Highly-Available Client/Server Event Messaging

This topic explains highly-available client/server event messaging in VMware Tanzu GemFire.

With server redundancy, each pool has a primary server and some number of secondaries. The primaries and secondaries are assigned on a per-pool basis and are generally spread out for load balancing, so a single client with multiple pools may have primary queues in more than one server.

The primary server pushes events to clients and the secondaries maintain queue backups. If the primary server fails, one of the secondaries becomes primary to provide uninterrupted event messaging.

For example, if there are six servers running and subscription-redundancy is set to two, one server is the primary, two servers are secondary, and the remaining three do not actively participate in HA for the client. If the primary server fails, the system assigns one of the secondaries as the new primary and attempts to add another server to the secondary pool to retain the initial redundancy level.

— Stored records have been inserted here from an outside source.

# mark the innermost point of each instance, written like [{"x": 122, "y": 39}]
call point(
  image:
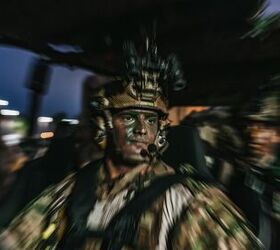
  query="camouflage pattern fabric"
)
[{"x": 211, "y": 221}]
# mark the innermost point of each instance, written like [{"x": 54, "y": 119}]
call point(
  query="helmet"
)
[{"x": 144, "y": 83}]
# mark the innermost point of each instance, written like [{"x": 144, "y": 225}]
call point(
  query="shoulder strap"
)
[{"x": 79, "y": 205}]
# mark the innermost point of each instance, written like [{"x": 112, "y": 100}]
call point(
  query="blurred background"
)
[{"x": 230, "y": 54}]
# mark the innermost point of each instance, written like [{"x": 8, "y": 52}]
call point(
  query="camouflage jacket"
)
[{"x": 189, "y": 215}]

If no new secondary server is found, then the redundancy level is not satisfied but the failover procedure completes successfully. As soon as another secondary is available, it is added.

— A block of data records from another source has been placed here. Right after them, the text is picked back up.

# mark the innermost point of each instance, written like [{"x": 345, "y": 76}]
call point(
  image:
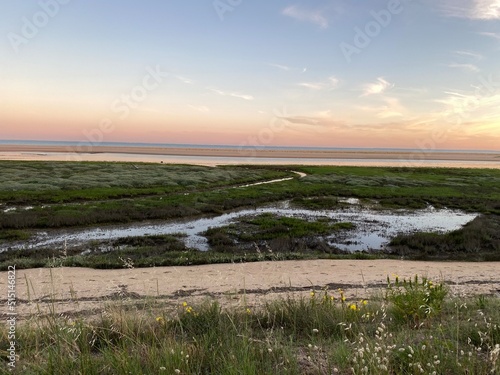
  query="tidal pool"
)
[{"x": 374, "y": 228}]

When high availability is enabled:

The primary server sends event messages to the clients.
Periodically, the clients send received messages to the server and the server removes the sent messages from its queues.
Periodically, the primary server synchronizes with its secondaries, notifying them of messages that can be discarded because they have already been sent and received. There is a lag in notification, so the secondary servers remain only roughly synchronized with the primary. Secondary queues contain all messages that are contained in the primary queue plus possibly a few messages that have already been sent to clients.
In the case of primary server failure, one of the secondaries becomes the primary and begins sending event messages from its queues to the clients. Immediately after failover, the new primary usually resends some messages that were already sent by the old primary. The client recognizes these as duplicates and discards them.

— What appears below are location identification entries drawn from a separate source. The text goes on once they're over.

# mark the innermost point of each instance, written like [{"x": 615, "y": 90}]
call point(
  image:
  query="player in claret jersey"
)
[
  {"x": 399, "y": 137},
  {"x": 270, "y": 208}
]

In stage 1 of this figure, the primary sends an event message to the client and a synchronization message to its secondary. By stage 2, the secondary and client have updated their queue and message tracking information. If the primary failed at stage two, the secondary would start sending event messages from its queue beginning with message A10. The client would discard the resend of message A10 and then process subsequent messages as usual. High Availability Messaging: Server to Client and Primary Server to Secondary Server

Change Server Queue Synchronization Frequency

By default, the primary server sends queue synchronization messages to the secondaries every second. You can change this interval with the gfsh alterruntime command

Set the interval for queue synchronization messages as follows:

gfsh:

gfsh>alter runtime --message-sync-interval=2

XML:

<!-- Set synchronization interval to 2 seconds --> 
<cache ... message-sync-interval="2" />

Java:

cache = CacheFactory.create();
cache.setMessageSyncInterval(2);

The ideal setting for this interval depends in large part on your application behavior. These are the benefits of shorter and longer interval settings:

A shorter interval requires less memory in the secondary servers because it reduces queue buildup between synchronizations. In addition, fewer old messages in the secondary queues means reduced message re-sends after a failover. These considerations are most important for systems with high data update rates.
A longer interval requires fewer distribution messages between the primary and secondary, which benefits overall system performance.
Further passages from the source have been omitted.